Le résultat est là. La France éternelle est en train de devenir un acteur mineur aux yeux du monde dont la parole n’est plus attendue et écoutée. Faute de peser dans le concert des nations, elle pèse sur le portefeuille du contribuable qui n’en peut mais.

La diplomatie de l’impuissance

« Le plus farouche orgueil naît surtout à l’occasion d’une impuissance » (Paul Valéry). Dans « un monde de dangers », la diplomatie française de la réunionite à outrance ne fait qu’étaler son actuelle faiblesse en un temps où seule compte la puissance. Malheur aux faibles ! Cette diplomatie de la posture n’est plus tenable aujourd’hui. Raison de plus pour regarder les choses en face avec lucidité. Le président de la République évolue dans une double confusion : celle de la politique étrangère et de la politique intérieure et celle de la politique étrangère et de la diplomatie. Ses gesticulations sont d’une efficacité limitée. Nous sommes loin du « sens du réel » et de « la culture du résultat » qu’il met en exergue avec fougue lors de sa visite au Portugal. La diplomatie de la réunionite signe l’impuissance extérieure (comme intérieure) d’une France, homme malade de l’Europe.

Jean DASPRY

Pseudonyme d’un haut fonctionnaire, docteur en sciences politiques

Les opinions exprimées ici n’engagent que leur auteur

[1] Selon le dictionnaire en ligne La langue française, la réunionite est tout simplement la « manie des réunions ». Ce terme péjoratif se réfère à l’habitude de planifier de trop nombreuses réunions, sans une grande préparation et sans objectifs clairs, qui mènent rarement à une issue productive.

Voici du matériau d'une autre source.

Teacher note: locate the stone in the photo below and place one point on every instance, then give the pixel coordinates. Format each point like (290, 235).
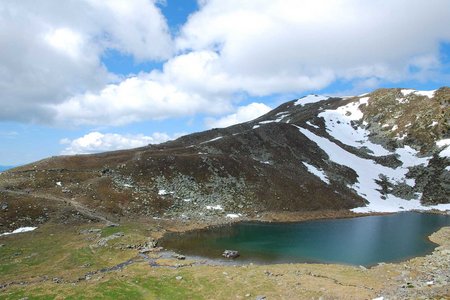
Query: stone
(230, 254)
(179, 256)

[2] Mariama Darame/Philippe Ricard/Nathalie Segaunes, Macron : « La menace russe est là ». Macron sollicite la « force d’âme » des Français, Le Monde, 7 mars 2025, pp. 1-8.

[3] Clémence de Longraye, Face à la Russie, Macron bombe le torse. Face à l’Algérie, il courbe l’échine, www.bvoltaire.fr , 6 mars 2025.

[4] Alain Frachon, Donald Trump fait exploser l’OTAN, Le Monde, 7 mars 2025, p. 28.

[5] Michel Duclos/Philippe Étienne/Nicole Gnesotto/François Heisbourg/Pierre Lévy/Gilles de Margerie/Sophie-Caroline de Margerie/Jean-Paul Paloméros/ Marc Perrin de Brichambaut, L’Europe doit former une coalition de volontaires pour contrer la menace russe, Le Monde, 7 mars 2025, p. 26.

[6] Philippe Jacqué/Virginie Malingre/Philippe Ricard, L’UE affiche sa volonté de se réarmer, Le Monde, 8 mars 2025, pp. 1-2.

[7] Marc Baudriller, Macron illusionniste : j’existe, et l’Europe aussi !, www.bvoltaire.fr , 5 mars 2025.

[8] Éditorial, Pour les Européens, un réveil douloureux, Le Monde, 8 mars 2025, p. 28.